Claude-Marguerite François Renart de Fuchsamberg d'Amblimont (1736 — 14 February 1797) was a French naval officer who served in the French Navy and Spanish Navy and saw action in the American Revolutionary War and the French Revolutionary Wars. He was killed in action at the Battle of Cape St. Vincent in 1797 while commanding the Spanish ship of the line Conde de Regla.

== Biography ==
Amblimont was born to the family of Chef d'Escadre Claude-Thomas Renart d'Amblimont, and was the grandchild on Thomas-Claude Renart de Fuchsamberg Amblimont. He joined the Navy as a Garde-Marine in on 20 December 1751.

He was promoted to Ensign in 1754, and to Lieutenant in 1760.

In 1770, he was made a Knight in the Order of Saint Louis.

On 18 February 1772, he was promoted to Captain. In 1776, he was in command of the frigate Diligente, taking part in the exercises of the Escadre d'évolution.

He captained the 64-gun Vengeur in October 1778 when she and the frigate Belle Poule captured the privateer St Peters.

In 1757, he fought to repel the Louisbourg Expedition.

He invented a new type of Capstan.

In 1779, he was promoted to Brigadier.
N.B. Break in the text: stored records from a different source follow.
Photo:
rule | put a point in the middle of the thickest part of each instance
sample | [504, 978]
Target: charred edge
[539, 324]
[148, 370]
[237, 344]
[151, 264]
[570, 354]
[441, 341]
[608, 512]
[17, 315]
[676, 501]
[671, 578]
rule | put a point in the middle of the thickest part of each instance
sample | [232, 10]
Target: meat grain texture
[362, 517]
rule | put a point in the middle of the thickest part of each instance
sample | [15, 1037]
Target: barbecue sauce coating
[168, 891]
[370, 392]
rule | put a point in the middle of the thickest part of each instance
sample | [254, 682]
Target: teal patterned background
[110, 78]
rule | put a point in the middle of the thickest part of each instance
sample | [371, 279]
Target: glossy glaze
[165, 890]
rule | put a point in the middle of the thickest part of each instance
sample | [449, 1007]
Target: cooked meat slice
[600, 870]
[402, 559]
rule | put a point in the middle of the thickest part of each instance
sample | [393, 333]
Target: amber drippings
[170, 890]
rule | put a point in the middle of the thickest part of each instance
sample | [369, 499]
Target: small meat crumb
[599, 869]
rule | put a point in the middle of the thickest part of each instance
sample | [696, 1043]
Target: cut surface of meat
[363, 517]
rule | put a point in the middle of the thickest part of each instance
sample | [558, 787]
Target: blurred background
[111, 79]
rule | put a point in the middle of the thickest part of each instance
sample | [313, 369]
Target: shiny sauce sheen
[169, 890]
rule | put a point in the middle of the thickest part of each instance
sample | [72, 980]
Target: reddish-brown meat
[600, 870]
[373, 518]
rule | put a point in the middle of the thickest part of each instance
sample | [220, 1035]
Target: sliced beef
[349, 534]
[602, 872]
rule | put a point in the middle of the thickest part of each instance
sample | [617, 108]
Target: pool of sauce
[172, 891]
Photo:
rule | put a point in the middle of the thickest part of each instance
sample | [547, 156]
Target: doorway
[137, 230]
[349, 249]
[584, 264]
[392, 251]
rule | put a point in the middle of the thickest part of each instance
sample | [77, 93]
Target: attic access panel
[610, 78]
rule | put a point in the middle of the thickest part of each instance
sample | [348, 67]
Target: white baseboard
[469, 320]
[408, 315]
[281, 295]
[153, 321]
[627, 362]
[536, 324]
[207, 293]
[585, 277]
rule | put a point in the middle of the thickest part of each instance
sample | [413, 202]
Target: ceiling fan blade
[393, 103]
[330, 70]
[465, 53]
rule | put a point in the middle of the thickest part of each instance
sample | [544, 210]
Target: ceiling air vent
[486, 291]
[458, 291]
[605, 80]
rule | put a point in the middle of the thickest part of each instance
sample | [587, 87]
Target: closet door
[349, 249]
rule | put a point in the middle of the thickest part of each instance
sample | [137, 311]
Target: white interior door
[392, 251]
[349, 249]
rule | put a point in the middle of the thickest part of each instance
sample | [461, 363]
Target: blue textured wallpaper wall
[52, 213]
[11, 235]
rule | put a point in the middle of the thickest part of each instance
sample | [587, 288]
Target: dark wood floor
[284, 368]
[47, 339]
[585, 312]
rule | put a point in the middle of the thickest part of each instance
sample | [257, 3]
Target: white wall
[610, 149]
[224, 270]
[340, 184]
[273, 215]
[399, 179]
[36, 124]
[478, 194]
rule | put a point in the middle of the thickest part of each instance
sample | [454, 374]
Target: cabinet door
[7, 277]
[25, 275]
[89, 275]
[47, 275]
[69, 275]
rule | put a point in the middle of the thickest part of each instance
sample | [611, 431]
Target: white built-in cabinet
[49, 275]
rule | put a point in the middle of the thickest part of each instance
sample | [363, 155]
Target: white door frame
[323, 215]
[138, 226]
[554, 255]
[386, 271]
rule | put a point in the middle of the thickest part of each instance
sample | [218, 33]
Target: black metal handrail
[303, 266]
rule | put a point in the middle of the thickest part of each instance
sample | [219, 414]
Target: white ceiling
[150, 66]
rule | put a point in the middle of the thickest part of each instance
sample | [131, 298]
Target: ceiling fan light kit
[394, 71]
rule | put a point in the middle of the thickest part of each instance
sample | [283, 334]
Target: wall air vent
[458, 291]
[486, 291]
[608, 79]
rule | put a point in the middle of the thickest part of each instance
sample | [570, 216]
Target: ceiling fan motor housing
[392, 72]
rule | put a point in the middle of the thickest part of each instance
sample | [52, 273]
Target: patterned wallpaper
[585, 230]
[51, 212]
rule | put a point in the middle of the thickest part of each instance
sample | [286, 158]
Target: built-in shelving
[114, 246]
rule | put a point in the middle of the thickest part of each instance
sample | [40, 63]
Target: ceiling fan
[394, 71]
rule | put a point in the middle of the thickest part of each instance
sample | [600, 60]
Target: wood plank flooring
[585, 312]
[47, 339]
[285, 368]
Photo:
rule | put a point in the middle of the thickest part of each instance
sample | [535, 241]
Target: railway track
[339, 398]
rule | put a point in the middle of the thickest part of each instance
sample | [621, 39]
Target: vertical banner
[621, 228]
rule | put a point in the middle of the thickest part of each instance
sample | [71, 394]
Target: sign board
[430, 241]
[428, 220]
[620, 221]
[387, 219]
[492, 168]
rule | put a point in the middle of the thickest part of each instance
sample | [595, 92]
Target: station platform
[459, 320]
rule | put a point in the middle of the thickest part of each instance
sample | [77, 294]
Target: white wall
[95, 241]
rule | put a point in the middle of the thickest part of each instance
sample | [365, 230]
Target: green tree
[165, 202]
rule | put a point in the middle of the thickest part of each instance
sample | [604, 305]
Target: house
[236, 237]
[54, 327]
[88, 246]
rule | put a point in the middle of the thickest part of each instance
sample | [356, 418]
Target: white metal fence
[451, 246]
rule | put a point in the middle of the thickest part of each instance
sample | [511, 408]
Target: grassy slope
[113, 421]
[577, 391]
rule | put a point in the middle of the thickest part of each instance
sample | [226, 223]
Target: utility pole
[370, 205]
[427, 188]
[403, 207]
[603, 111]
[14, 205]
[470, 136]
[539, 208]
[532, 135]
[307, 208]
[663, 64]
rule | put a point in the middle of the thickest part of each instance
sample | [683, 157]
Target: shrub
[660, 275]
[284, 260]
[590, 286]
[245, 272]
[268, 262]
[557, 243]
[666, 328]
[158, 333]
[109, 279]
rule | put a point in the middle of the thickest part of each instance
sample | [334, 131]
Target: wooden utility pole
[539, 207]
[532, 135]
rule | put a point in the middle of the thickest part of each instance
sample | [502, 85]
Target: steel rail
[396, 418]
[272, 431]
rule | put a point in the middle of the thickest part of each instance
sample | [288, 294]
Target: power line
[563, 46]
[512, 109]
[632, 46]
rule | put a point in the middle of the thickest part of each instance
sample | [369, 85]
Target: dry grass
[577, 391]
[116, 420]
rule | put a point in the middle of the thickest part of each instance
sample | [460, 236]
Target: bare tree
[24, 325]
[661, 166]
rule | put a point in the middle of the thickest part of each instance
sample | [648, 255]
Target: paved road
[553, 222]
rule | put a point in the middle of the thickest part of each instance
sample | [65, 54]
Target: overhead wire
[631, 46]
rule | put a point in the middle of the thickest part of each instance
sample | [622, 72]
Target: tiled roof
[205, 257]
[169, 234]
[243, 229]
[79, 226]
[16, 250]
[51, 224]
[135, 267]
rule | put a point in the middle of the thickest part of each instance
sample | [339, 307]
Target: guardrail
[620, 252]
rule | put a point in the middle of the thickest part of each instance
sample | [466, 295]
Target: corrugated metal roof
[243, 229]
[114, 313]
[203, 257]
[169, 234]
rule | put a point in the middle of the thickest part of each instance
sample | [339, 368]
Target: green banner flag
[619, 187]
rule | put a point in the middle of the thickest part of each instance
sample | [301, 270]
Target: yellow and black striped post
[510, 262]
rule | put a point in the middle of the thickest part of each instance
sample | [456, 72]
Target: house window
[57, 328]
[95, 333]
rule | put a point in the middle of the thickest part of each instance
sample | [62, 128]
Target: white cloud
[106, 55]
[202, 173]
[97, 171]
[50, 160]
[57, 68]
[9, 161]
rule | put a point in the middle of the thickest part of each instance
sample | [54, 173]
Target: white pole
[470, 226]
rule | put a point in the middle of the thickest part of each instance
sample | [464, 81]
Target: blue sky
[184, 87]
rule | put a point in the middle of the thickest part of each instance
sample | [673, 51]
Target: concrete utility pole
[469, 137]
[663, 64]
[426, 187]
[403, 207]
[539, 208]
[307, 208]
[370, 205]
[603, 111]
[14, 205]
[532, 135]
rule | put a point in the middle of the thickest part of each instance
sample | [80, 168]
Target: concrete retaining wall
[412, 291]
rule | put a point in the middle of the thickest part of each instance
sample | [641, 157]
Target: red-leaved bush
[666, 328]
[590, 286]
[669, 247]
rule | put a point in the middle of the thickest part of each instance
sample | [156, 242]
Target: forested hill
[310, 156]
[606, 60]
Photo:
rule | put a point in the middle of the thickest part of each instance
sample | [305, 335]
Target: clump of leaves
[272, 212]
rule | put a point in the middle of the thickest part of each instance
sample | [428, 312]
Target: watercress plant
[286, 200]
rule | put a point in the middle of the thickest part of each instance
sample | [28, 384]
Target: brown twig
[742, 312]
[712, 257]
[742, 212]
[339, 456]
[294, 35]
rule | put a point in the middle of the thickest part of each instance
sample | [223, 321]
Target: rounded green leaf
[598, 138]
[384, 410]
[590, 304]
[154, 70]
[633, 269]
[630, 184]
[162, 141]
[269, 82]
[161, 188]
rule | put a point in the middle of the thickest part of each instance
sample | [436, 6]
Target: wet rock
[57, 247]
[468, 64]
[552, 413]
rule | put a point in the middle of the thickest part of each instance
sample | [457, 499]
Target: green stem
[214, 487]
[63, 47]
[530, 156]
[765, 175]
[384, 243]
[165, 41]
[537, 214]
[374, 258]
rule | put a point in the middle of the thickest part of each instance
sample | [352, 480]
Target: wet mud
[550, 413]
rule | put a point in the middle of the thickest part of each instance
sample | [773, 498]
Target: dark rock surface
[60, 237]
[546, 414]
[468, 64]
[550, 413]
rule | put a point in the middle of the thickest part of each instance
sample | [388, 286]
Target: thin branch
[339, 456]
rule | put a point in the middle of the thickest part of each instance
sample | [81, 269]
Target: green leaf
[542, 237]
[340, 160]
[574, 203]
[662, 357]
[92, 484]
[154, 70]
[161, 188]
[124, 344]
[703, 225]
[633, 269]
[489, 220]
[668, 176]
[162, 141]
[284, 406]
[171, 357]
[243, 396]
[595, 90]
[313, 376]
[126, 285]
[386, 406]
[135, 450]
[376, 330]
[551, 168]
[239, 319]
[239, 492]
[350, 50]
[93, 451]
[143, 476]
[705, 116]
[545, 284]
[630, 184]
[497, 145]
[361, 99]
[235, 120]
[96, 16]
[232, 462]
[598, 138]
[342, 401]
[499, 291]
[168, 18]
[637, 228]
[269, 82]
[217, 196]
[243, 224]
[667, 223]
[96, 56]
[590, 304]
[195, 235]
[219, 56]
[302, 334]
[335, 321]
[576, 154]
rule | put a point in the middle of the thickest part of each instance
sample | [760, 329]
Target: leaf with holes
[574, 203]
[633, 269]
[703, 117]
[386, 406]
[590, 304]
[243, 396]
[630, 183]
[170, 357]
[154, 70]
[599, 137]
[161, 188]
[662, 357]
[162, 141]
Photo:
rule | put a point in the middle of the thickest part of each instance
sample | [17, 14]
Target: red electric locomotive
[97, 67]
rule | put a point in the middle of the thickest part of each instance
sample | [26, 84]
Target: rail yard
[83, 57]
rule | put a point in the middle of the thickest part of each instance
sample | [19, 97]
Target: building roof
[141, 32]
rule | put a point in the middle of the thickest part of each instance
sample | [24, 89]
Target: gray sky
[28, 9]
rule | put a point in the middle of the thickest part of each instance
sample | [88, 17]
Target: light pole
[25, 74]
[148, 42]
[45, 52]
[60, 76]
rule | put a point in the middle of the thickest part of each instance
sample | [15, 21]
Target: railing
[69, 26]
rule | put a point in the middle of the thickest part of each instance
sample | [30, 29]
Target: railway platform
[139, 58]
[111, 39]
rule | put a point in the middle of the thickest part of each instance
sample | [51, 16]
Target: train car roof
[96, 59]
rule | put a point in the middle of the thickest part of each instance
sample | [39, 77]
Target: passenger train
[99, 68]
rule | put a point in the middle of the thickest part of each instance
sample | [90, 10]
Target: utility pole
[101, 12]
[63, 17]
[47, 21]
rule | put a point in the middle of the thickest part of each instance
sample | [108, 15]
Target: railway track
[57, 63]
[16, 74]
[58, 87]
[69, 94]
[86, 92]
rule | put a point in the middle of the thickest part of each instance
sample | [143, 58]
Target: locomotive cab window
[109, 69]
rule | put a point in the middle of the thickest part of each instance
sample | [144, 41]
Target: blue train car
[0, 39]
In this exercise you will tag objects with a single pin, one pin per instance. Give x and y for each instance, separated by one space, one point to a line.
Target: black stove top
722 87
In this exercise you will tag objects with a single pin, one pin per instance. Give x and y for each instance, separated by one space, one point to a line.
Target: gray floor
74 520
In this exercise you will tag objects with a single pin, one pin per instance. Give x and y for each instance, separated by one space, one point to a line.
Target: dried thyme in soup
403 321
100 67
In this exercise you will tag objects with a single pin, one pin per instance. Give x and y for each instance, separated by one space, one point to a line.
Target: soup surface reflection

In 1781, he was given command of the 74-gun Hercule, part of the squadron under Guichen and Orvilliers. He took part in the Battle of Martinique on 17 April 1780. Later, he transferred on Brave. He took part in Battle of the Saintes on 12 April 1782, where he was taken prisoner by the British.

On 20 August 1784, he was promoted to Chef d'Escadre. In 1788, he authored Tactique Navale, a well-received book on naval tactics. He was promoted to Contre-amiral on 1 January 1792.

Amblimont then joined the Spanish Navy. He was given command of a division, with his flag on Conde de Regla. He was killed by a cannonball at the Battle of Cape St. Vincent on 14 February 1797.